In summary, we employ a contrastive virtual screening model to sift through extensive chemical libraries and identify the top 1% of molecules. These high-ranking molecules are then grouped using molecular fingerprints such as ECFP4 or MACCS. Subsequently, the clustered molecules, typically around 200, are docked to the target pocket, and all docking poses are assessed based on docking scores, RMSD, and expert evaluation.
The contrastive learning model undergoes a two-step training process. Initially, protein-only data are utilized to pre-train the protein pocket encoder. Protein fragments are treated as ligands, and their surrounding areas are considered pockets. The pocket encoder is then trained to align with a pre-trained molecule encoder (specifically Uni-Mol) using a contrastive distillation approach.

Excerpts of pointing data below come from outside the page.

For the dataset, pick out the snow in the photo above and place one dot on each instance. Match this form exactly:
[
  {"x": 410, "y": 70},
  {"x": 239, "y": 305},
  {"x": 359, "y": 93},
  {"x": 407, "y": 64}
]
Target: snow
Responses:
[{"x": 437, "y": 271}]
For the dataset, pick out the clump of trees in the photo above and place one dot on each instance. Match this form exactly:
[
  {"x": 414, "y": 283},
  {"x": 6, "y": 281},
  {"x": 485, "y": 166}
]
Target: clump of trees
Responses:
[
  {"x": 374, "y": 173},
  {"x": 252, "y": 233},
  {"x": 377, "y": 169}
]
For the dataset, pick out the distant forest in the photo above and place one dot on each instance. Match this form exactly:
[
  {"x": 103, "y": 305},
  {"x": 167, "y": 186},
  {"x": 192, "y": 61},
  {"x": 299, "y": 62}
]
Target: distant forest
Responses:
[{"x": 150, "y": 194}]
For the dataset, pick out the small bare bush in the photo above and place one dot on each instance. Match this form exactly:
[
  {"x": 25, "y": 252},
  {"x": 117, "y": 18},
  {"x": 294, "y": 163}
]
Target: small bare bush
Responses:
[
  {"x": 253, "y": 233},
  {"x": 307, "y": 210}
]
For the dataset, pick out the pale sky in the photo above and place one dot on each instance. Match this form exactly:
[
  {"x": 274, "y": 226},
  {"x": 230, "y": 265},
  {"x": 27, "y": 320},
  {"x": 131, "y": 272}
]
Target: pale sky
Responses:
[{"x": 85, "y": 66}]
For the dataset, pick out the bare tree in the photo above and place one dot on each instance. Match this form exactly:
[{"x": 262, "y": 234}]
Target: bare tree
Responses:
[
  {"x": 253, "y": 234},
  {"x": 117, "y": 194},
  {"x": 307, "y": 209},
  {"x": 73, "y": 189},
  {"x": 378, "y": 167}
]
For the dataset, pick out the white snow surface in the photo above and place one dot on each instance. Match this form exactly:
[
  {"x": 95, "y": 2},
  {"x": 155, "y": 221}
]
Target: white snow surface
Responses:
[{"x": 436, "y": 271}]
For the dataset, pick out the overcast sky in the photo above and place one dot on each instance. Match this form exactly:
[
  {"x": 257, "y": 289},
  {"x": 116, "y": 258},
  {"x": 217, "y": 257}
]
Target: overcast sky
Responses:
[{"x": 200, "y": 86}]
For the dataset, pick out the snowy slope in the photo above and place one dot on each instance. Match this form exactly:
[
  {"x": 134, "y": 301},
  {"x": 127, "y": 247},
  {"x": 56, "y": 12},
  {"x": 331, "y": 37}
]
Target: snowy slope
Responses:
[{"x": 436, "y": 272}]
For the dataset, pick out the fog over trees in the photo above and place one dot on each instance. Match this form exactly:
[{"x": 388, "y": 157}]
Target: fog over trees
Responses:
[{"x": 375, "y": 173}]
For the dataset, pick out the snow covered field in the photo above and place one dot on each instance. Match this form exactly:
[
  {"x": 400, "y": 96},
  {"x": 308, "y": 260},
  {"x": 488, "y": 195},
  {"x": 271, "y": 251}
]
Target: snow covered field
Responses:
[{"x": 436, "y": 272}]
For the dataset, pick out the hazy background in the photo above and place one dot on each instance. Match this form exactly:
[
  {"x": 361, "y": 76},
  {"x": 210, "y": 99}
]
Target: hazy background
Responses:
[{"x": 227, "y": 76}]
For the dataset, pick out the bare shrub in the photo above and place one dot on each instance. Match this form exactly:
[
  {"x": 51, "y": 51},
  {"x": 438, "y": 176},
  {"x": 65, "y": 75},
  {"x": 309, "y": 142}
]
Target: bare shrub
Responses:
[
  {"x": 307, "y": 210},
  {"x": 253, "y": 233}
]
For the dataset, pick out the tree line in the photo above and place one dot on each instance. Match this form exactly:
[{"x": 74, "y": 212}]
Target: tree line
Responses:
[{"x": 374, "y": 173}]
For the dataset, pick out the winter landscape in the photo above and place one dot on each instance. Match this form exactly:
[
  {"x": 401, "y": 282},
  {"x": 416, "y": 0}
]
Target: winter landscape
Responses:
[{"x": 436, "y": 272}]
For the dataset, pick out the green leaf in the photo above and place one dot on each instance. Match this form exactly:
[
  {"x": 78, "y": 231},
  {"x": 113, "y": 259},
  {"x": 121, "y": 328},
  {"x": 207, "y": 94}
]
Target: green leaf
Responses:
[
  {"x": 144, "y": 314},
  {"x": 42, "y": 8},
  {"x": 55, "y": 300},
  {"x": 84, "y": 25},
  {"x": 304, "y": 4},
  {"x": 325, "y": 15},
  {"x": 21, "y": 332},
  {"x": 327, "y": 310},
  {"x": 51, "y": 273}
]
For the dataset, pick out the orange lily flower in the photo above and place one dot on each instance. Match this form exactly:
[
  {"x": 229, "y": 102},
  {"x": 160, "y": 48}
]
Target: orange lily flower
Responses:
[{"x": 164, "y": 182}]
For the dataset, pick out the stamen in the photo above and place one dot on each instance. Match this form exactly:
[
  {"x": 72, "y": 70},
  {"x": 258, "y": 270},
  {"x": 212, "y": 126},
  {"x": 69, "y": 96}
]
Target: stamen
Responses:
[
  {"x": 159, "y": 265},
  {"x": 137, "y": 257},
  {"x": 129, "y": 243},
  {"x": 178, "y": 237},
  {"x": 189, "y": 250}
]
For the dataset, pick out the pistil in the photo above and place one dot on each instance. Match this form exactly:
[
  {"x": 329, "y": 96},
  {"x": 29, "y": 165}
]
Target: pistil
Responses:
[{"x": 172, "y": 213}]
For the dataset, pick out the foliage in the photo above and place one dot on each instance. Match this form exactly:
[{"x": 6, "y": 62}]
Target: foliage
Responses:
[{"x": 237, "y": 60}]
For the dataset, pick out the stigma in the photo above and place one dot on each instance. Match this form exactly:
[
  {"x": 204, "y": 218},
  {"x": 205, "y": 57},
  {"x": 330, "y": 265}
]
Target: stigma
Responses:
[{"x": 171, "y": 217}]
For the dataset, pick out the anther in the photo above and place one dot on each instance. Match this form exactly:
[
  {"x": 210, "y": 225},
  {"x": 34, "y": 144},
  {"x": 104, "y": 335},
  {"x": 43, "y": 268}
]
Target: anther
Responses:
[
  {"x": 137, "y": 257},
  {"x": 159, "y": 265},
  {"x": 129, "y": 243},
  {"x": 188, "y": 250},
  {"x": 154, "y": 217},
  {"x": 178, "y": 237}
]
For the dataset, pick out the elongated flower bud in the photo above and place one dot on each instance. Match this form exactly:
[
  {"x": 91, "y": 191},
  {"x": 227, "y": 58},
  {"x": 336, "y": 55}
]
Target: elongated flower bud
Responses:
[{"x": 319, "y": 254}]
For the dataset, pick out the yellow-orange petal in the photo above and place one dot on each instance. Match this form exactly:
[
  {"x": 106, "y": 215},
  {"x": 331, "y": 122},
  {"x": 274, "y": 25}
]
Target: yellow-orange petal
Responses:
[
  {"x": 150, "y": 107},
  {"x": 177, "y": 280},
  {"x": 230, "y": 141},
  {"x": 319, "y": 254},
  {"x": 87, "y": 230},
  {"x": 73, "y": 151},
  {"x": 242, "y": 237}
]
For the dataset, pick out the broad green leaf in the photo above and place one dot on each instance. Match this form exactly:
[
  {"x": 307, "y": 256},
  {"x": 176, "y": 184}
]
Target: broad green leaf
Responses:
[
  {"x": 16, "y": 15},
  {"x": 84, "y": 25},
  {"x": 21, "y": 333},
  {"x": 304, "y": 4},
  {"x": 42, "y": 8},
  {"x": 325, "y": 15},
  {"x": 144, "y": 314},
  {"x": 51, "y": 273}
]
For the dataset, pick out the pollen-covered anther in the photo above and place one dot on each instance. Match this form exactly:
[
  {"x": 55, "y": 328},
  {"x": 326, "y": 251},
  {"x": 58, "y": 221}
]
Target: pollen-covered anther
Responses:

After this alignment, we fine-tune the contrastive learning model with experimentally determined ligands and their receptors. This fine-tuning employs the PDBBind dataset, which comprises approximately 20,000 manually reviewed ligand-receptor complex structures with recorded affinities, and the BioLip2 dataset, a larger collection of complexes with unknown affinities gathered semi-automatically. The final model is thus capable of performing virtual screening for given pockets and ligands.
For docking pose evaluation, we incorporate additional criteria beyond docking scores. We use multiple docking software to ensure consistency across poses. Each ligand is docked using three different docking tools, and a ligand is accepted if the root-mean-square deviations (RMSDs) between poses are less than 2 Å.
The integration of a contrastive virtual screening model with advanced clustering and docking techniques provides a robust framework for identifying potential ligands. The meticulous training and fine-tuning process, combined with rigorous pose evaluation criteria, ensure the reliability and accuracy of the screening results. This approach not only enhances the efficiency of virtual screening but also increases the likelihood of discovering promising drug candidates.